The Graggs say Mary Bridge just kept insisting, in spite of medical reports that show no evidence of reflux, that Charlie had reflux "Buy Cheap Jintropin Online" and needed a different feeding tube. "I says, well we'd like to get a second medical opinion; we want him transferred over to Children's," says John. "Doctor looks right at us and says if you don't sign the consent form to do this, we're gonna get a court order to do it."

Mary Bridge called CPS. Regional Children's Administration Manager Barb Geiger says, "And the concerns that were presented to us was that the parents were not consenting to that treatment." The Problem Solvers reviewed the CPS documents and found that Mary Bridge's initial report to the state never mentions the Graggs' request for a second opinion.

Dr. Petter says a second opinion can be invaluable for both patients and doctors. "Second opinions are very, very helpful and an important part of medicine." We asked her if the Graggs had a right to seek a second opinion? "Absolutely they did."

According to the state Mary Bridge also never told them that Charlie had stopped breathing and turned blue before he was released from the hospital. But four days after CPS was called in the state decided it was "medical neglect" and sued, asking the court for custody of Charlie. Tillett of Washington Families United says the state "should have done a more thorough investigation." WFU advocates for families fighting the state over custody issues.
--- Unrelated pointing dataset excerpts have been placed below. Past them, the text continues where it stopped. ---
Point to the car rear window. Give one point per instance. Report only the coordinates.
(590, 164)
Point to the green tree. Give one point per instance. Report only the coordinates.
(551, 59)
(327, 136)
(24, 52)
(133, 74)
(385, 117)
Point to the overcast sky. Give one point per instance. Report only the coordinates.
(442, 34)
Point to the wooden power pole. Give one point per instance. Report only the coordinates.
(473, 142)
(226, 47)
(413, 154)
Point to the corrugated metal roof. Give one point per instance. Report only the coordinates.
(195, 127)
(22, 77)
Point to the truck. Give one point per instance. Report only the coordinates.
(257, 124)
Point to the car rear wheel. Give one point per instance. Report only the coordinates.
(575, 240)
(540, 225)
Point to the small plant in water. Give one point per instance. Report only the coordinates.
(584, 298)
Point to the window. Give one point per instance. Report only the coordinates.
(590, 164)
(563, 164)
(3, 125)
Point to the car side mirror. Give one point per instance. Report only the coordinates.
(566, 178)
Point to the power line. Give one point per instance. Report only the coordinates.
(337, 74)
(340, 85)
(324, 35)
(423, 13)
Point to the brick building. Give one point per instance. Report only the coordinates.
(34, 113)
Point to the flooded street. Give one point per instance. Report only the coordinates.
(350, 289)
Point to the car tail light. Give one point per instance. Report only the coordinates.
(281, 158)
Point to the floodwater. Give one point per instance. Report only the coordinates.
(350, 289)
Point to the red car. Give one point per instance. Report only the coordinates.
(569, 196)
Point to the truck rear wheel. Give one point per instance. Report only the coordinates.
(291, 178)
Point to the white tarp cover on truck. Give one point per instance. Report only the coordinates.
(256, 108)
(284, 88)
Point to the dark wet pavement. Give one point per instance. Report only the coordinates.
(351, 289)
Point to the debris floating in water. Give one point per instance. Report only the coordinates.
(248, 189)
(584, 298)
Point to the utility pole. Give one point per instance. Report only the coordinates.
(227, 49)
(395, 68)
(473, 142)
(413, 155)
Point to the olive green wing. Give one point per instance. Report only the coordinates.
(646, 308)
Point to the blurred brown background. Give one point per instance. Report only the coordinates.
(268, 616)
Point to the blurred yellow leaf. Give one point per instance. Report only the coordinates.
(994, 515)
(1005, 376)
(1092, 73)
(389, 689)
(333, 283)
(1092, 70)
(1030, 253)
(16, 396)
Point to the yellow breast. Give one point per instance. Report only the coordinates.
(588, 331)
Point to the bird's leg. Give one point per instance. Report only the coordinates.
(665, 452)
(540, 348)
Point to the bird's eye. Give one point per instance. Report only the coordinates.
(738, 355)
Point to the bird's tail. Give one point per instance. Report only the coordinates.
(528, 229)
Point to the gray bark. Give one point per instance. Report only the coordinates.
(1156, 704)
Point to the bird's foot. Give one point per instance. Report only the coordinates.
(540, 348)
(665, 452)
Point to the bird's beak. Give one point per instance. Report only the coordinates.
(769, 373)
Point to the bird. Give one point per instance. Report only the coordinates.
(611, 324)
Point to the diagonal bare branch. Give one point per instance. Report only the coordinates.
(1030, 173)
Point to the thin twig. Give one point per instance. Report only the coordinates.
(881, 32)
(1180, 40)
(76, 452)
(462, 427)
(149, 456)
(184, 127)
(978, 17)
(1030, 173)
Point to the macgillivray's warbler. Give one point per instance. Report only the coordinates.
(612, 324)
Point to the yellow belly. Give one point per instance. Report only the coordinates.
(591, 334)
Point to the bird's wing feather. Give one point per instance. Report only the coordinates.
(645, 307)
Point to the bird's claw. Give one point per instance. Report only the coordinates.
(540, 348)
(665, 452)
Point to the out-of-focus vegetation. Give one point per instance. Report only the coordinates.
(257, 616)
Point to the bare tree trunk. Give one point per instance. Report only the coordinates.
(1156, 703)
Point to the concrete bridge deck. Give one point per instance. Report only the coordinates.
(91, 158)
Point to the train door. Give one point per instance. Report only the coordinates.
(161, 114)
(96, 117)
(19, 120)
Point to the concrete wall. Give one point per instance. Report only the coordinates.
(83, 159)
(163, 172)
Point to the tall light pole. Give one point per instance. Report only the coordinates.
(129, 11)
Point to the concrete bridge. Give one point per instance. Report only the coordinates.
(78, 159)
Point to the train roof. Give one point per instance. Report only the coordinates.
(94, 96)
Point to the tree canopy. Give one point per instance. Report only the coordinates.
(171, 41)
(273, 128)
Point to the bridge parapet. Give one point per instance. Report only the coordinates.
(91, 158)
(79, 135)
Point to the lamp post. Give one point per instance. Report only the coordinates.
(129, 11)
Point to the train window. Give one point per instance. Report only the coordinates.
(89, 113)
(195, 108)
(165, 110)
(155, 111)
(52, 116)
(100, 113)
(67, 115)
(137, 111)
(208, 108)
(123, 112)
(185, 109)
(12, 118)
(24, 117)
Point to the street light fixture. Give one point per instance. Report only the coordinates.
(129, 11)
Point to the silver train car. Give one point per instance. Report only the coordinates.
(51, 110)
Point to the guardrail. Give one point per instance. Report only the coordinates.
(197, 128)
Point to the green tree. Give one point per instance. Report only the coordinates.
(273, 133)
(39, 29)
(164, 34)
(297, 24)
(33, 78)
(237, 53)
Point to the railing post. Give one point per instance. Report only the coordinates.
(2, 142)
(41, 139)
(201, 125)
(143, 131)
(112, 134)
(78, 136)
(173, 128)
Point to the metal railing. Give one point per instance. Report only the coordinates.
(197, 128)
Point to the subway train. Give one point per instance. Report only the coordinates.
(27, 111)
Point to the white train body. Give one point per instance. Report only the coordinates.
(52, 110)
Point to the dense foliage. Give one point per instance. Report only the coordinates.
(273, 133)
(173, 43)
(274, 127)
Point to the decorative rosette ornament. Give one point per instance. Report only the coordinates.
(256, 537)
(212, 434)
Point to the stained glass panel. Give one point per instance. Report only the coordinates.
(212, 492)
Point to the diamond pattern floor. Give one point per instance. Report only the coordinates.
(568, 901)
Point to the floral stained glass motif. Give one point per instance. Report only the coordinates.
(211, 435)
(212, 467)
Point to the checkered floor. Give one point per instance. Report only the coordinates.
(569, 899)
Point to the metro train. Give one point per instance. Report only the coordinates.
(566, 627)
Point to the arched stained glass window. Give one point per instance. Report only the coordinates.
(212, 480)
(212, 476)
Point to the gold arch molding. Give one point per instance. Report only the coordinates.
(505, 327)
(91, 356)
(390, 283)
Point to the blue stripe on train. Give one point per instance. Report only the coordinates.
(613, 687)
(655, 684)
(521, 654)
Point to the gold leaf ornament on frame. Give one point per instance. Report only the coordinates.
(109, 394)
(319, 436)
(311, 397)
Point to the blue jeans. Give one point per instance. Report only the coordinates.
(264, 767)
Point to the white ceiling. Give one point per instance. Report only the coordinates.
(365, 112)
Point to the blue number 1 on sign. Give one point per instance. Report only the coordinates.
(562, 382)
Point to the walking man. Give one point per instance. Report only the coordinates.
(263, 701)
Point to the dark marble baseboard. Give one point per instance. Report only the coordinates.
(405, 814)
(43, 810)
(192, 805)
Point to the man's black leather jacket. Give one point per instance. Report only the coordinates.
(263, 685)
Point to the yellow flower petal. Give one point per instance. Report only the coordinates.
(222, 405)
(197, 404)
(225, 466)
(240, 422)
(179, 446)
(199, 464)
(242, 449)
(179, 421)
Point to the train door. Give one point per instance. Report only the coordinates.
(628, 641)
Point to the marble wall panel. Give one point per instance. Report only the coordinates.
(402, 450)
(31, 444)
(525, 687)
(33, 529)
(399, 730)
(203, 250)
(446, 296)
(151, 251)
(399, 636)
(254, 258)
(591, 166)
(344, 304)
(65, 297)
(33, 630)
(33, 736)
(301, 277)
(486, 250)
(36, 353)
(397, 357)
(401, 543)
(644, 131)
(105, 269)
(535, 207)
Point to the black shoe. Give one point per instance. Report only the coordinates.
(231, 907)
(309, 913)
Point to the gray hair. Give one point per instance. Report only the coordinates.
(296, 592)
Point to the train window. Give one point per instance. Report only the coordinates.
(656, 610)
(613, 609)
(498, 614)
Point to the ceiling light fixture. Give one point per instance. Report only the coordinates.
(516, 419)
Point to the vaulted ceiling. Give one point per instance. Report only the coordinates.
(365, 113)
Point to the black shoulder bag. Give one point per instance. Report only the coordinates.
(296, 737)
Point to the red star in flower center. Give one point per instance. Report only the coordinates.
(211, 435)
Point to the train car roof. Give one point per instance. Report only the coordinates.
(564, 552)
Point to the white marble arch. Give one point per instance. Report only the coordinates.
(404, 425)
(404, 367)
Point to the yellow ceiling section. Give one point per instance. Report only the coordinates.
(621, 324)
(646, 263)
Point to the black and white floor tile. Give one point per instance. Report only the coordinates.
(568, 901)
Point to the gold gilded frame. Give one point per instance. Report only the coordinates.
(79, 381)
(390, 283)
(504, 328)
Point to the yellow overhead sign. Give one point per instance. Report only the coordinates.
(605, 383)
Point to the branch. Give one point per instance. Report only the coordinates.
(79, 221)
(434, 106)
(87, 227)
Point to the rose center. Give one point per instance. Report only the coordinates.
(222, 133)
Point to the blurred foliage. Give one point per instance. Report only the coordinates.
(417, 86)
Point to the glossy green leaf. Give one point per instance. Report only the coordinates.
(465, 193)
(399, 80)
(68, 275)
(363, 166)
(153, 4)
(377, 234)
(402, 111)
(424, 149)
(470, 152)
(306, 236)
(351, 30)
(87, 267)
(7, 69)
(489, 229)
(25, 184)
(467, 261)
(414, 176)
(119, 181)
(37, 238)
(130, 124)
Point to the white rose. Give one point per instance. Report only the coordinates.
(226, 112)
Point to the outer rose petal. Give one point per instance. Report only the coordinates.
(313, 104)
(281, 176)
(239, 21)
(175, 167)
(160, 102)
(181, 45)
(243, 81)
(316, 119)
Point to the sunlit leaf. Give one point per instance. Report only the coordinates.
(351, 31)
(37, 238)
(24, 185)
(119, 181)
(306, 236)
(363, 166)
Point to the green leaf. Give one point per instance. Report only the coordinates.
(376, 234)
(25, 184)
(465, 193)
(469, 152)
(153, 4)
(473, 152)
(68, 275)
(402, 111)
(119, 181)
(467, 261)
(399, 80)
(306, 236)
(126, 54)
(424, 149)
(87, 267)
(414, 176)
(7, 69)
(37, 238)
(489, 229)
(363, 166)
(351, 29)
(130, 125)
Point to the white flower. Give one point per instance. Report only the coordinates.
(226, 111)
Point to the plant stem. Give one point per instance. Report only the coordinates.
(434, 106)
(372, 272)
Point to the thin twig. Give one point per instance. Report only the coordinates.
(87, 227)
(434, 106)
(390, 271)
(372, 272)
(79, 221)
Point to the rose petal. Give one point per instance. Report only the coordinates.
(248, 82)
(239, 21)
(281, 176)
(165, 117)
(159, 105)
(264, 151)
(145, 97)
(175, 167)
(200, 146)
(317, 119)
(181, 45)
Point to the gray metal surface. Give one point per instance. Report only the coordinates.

She says with the Graggs there's no question the state over reacted. "They acted out of haste and did not have all the information."

Geiger told us they have to rely on the information they receive from doctors and nurses. "We're not medical professionals; we're social workers."

In the meantime Charlie was transferred to Seattle Children's Hospital. The Graggs got their second opinion and consented to the surgery. But the state didn't drop their suit. Instead they had a foster family prepare to take Charlie home.

We asked why the state continued to seek dependency after the surgery was performed? "We were very concerned for the baby," says Geiger, "and wanted to make sure that he had the necessary care once he was released from the hospital as well."

However, records show that the day after the Graggs' attorney sent the state copies of Charlie's discharge orders, his reflux tests and information about the trach suction depth, the state dropped its suit, agreeing there was "no" medical neglect and Charlie would stay with his parents.

"I mean every parent, when they have something going wrong with their baby, they're going to want to know everything," says Laura Gragg, "and I think we were doing what any other parent would do."

That's borne out by the notes from care notes from at Seattle Children's hospital. Caregivers there said they believed the Graggs were "set up for failure" and got a "bum rap" and that they "were as good as any family they have worked with." But to save Charlie, it cost the Graggs thousands in attorneys fees and put the young family through two months of hell.